L’UFC-Que Choisir ? s’intéresse aux prix alimentaires depuis quelques années déjà et a créé son propre observatoire des prix depuis 2000, pour certains produits d’origine agricole. En cette période de crise économique et agricole, elle a mené l’enquête pour suivre l’évolution des marges des produits agricoles peu transformés en grande distribution. Sur la période du 26 septembre au 10 octobre, 102 associations locales de l’UFC ont relevé les prix dans 1250 magasins de trois produits peu transformés (près de 4000 relevés) : lait en brique, côte de porc et escalope de poulet. L’association a comparé ces relevés avec les prix moyens agricoles des matières premières correspondantes, donnés par FranceAgriMer. Elle observe que la marge des distributeurs et/ou des transformateurs a augmenté ces dernières années sur ces trois produits.
« Les prix agricoles de la volaille, du porc et du lait sont respectivement de 2,11€ ; 1,34€ et 0,29€ au kilo et au litre. En rayon, les prix moyens de l’escalope de poulet, de la côte de porc et de la brique de lait sont respectivement de 11,87€ ; 6,54€ et 0,75€, soit des différenciels considérables qui exigent une explication », note l’UFC. Interrogés par courrier, les distributeurs ont peu répondu (20%) et n’ont pas donné d’explications détaillées.

La brique de lait MDD en hausse de 11centimes
Autre observation : ces marges ont tendance à augmenter au fil des crises agricoles. « S’agissant du lait, entre septembre 2007 et septembre 2009, le prix payé à l’éleveur a baissé de 7% mais pour le consommateur, nos relevés démontrent que le prix de la brique de lait Candia a augmenté de 5%. Pire, la brique de lait à marque distributeur a, elle, augmenté de 11% ! », a expliqué Olivier Andrault, chargé de ce dossier. L’association, qui critique « l’opacité » qui entoure les prix et refuse de « tels abus », propose une mesure : l’extension du cœfficient multiplicateur, déjà applicable aux fruits et légumes, à tous les produits bruts ou peu transformés, et au minimum aux viandes fraîches de bœuf et de porc. Elle va saisir les parlementaires en ce sens dans les jours qui viennent.
La FNSEA a qualifié l’enquête de l’UFC de « bon travail » qui « confirme » les observations du syndicat majoritaire agricole. La Fédération du commerce et de la distribution (FCD), à l’inverse, dénonce un « procès en sorcellerie ». Elle estime que les comparaisons de prix de l’UFC ne sont pas pertinentes et rappelle les chiffres de l’observatoire des prix et des marges.
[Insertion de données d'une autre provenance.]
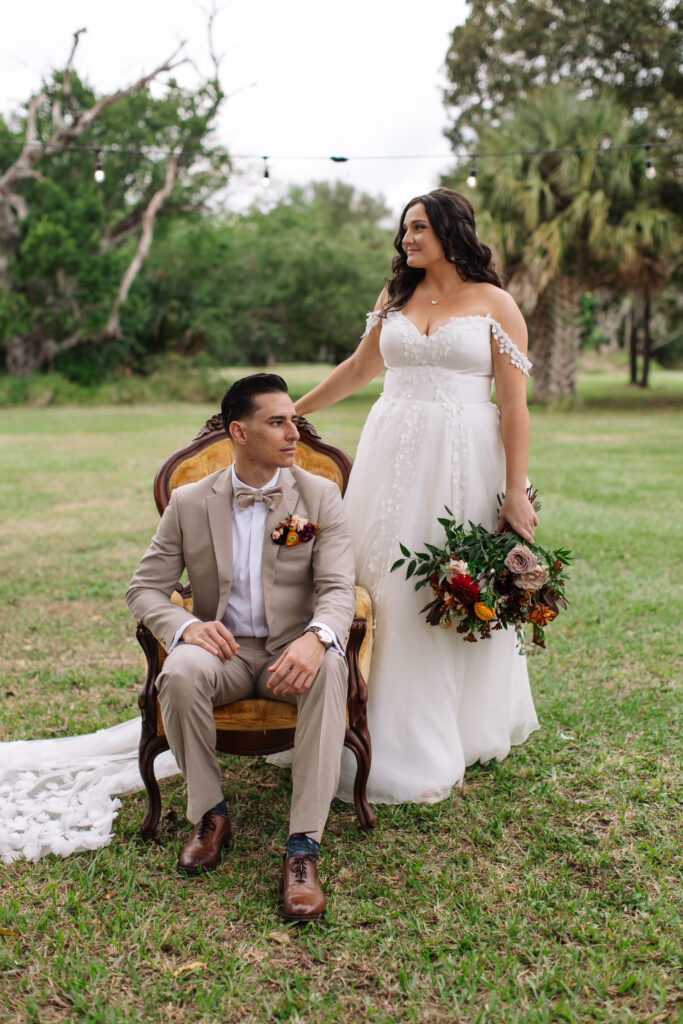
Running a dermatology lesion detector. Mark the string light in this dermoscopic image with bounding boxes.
[0,135,681,188]
[93,150,106,185]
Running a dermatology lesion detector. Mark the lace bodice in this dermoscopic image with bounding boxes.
[366,309,531,379]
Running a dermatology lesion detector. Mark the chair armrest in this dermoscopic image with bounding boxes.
[135,623,166,736]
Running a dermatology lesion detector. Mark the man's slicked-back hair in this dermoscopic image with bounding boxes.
[220,374,289,436]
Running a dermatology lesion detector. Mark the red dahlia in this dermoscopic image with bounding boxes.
[451,572,479,604]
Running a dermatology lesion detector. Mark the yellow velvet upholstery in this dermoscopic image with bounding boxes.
[169,437,343,492]
[353,587,373,682]
[157,587,373,735]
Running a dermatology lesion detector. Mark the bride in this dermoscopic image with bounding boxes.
[296,188,538,803]
[0,188,538,861]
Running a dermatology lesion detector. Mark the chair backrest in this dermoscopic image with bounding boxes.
[155,413,351,515]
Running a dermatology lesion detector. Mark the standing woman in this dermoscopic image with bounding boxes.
[296,188,538,803]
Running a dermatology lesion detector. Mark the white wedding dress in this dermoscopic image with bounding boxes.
[0,312,538,863]
[0,716,178,864]
[339,311,538,803]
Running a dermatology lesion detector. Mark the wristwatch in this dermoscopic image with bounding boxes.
[304,626,335,650]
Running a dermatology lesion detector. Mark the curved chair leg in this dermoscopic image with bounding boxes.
[139,735,168,843]
[344,729,376,830]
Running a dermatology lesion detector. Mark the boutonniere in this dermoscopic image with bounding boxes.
[270,515,321,548]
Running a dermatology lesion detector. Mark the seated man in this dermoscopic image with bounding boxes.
[127,374,355,921]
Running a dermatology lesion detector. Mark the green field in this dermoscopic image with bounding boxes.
[0,368,683,1024]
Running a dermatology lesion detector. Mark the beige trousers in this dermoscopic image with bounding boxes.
[157,637,348,843]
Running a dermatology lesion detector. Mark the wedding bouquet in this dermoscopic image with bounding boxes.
[391,488,572,649]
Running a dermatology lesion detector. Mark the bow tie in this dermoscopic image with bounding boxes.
[232,487,283,509]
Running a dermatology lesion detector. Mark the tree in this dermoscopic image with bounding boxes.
[445,0,683,148]
[0,23,228,375]
[134,183,391,365]
[446,86,679,400]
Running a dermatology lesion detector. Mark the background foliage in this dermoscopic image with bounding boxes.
[0,0,683,400]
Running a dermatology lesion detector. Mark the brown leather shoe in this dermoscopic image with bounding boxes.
[283,854,327,921]
[178,811,232,874]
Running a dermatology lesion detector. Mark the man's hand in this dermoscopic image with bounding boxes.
[267,633,325,696]
[182,622,240,662]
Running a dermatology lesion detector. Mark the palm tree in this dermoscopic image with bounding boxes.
[448,86,678,401]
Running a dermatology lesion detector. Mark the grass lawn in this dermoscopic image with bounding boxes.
[0,368,683,1024]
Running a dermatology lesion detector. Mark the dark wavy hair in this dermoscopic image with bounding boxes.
[381,188,503,315]
[220,374,289,437]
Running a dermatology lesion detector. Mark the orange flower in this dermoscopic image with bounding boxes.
[528,604,557,626]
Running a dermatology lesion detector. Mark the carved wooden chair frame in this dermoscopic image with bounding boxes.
[136,415,375,840]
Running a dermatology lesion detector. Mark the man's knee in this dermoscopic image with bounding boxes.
[157,644,216,708]
[310,650,348,701]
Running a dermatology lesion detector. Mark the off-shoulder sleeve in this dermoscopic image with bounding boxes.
[486,315,531,377]
[362,310,382,338]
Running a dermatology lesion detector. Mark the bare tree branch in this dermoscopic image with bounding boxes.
[0,92,45,195]
[104,156,178,338]
[0,42,185,196]
[61,29,87,118]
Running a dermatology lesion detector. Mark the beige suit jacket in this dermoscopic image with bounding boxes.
[126,466,355,652]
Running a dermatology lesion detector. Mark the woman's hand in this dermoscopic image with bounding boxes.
[498,490,539,544]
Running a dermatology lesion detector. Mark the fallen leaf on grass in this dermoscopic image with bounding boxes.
[244,946,268,961]
[173,961,206,978]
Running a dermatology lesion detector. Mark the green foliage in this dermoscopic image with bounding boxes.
[0,380,683,1024]
[448,86,679,307]
[135,184,391,365]
[0,72,229,383]
[446,0,683,148]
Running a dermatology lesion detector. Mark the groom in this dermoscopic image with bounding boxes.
[127,374,355,921]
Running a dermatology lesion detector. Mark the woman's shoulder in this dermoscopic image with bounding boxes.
[482,284,526,344]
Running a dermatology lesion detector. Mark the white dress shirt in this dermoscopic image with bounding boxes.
[170,463,344,655]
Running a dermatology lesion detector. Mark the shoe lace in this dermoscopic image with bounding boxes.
[290,854,306,884]
[197,811,216,839]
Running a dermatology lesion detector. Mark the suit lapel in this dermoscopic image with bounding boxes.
[261,469,299,632]
[206,468,233,618]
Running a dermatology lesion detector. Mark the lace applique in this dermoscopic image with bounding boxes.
[0,716,179,864]
[484,313,531,377]
[361,309,382,338]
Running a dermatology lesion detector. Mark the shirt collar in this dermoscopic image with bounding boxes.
[230,463,280,490]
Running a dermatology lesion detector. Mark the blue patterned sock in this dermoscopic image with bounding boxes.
[209,797,227,818]
[286,833,321,860]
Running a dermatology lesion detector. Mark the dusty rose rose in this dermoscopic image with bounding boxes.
[445,558,468,583]
[504,544,539,577]
[514,569,548,590]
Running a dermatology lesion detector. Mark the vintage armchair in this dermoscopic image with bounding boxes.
[136,415,375,840]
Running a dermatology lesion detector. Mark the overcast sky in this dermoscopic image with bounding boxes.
[0,0,466,218]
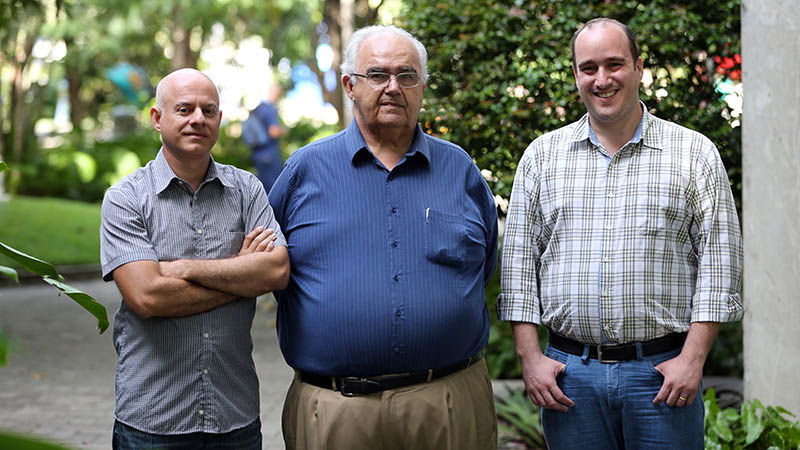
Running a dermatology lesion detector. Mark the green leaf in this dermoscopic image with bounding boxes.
[0,242,64,281]
[713,416,733,442]
[0,266,19,284]
[42,277,108,334]
[742,405,765,447]
[0,327,11,368]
Les producteurs demandent un coefficient multiplicateur sur la pomme
Reçue le 8 décembre au ministère de l’Agriculture, la Fédération nationale des producteurs de fruits (FNPF) a également demandé la mise en place du coefficient multiplicateur sur la pomme, dont les prix sont largement en deçà des coûts de revient. Au 30 novembre, la pomme a été en situation de crise conjoncturelle officielle pendant 71 jours consécutifs, et si elle en est sortie depuis, c’est uniquement parce que les cours de l’an dernier étaient en baisse (c’est la différence entre les prix actuels et les prix des années précédentes qui caractérise la situation de crise officielle). La situation du marché de la pomme a été précisée le 9 décembre à l’Assemblée nationale par Daniel Sauvaître, président de l’Association nationale pommes-poires, lors d’une rencontre organisée par Jacques Remillier, député UMP et président du groupe d’étude sur les fruits et légumes.
« La grande distribution fait actuellement des promotions à 65 centimes le kilo de pommes alors que les producteurs ne commencent à gagner leur vie qu’à partir de 75 centimes départ station ! », a indiqué Daniel Sauvaître.
La Coordination rurale s’associe à la demande de mise en place immédiate du cœfficient multiplicateur sur les ventes de pommes, s’associant aux demandes de la FNPF et l’UFC-Que Choisir. Elle estime que « ceux qui ont réussi à résister aux crises précédentes vont disparaître si aucune décision n’est prise pour faire remonter les prix ».